When forensics has to answer the frequently asked question of how likely a person is to have the same genetic variants as the person who committed a certain crime, the Hardy-Weinberg principle plays an important role. It is typically used to justify the assumption that the probability of a person having a given set of genetic variants is the product of the individual probabilities (frequencies) of the variants. However, in some specific cases, this assumption may not be justified because of deviations from the equation we have been discussing, and this may (at least in principle) lead to some false convictions.

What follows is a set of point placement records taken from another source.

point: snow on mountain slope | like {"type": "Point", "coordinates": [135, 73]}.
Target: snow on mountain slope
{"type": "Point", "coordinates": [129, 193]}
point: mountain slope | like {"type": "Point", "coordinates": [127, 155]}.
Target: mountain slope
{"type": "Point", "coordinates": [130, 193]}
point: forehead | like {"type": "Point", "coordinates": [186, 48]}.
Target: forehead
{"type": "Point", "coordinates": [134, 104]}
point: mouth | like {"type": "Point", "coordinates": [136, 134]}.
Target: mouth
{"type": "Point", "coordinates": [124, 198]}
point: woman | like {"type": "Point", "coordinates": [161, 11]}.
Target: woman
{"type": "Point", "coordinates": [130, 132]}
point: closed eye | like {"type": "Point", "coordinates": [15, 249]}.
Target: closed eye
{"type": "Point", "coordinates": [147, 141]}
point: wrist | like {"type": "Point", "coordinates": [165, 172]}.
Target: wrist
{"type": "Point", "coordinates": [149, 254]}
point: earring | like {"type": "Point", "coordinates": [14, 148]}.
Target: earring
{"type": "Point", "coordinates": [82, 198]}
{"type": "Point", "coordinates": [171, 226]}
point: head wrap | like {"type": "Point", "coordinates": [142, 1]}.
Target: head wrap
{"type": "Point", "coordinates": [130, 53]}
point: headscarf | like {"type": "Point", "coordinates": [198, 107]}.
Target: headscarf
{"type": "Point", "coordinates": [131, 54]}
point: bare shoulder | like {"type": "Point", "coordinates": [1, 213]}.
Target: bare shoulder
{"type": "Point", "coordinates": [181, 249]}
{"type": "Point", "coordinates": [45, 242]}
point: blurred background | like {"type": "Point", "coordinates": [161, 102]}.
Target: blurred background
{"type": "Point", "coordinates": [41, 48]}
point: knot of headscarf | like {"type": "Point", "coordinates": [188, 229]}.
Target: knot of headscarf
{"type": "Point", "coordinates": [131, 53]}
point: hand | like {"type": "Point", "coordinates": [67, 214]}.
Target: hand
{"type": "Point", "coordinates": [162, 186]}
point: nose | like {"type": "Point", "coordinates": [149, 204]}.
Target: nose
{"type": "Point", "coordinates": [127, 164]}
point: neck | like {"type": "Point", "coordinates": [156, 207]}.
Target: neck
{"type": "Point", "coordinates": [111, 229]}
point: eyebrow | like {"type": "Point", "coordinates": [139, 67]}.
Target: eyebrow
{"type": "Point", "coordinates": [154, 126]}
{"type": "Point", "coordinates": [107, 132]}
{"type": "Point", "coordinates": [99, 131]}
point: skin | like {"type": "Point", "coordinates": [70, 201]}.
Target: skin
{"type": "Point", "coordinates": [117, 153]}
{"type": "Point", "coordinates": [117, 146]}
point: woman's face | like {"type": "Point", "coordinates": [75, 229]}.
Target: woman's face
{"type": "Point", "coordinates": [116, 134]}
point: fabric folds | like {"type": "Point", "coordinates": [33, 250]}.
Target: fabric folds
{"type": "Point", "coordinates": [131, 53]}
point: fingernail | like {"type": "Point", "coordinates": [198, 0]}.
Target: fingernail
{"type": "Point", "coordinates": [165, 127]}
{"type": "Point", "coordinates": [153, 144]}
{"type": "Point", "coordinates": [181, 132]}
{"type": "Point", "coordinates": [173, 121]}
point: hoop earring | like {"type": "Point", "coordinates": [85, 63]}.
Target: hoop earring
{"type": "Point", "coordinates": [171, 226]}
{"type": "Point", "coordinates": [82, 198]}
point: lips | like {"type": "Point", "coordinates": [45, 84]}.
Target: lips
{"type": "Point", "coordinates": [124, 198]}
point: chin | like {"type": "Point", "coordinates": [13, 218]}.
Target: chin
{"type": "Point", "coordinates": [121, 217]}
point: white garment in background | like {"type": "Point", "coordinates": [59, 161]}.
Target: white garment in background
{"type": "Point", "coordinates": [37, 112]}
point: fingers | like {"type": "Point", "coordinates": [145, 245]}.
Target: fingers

One final application of the Hardy-Weinberg equation comes from the search for the genetic causes of complex diseases. In this situation, we typically look at a large number of people who have the disease (called cases) and a large number of people who don’t have it (called controls). A genetic variant that deviates from the Hardy-Weinberg equation in the cases, but not in the controls, is very likely to be associated with the disease. Of course, after some spurious discoveries in the early days after the Human Genome Project was completed, the association is now considered to be confirmed only when it has been found in a group of cases distinct from the initial group (called a replication cohort). As for the variants that deviate from the Hardy-Weinberg equation in the controls, they are usually discarded from the analysis as unreliable. In this way the equation is an important tool in the analysis of GWAS, or genome-wide association studies, the tool of choice for the discovery of genetic disease markers.
I hope I convinced you that the Hardy-Weinberg equation deserves to be included among the most influential equations of our times. What other equations would you suggest adding to Ian Stewart’s list?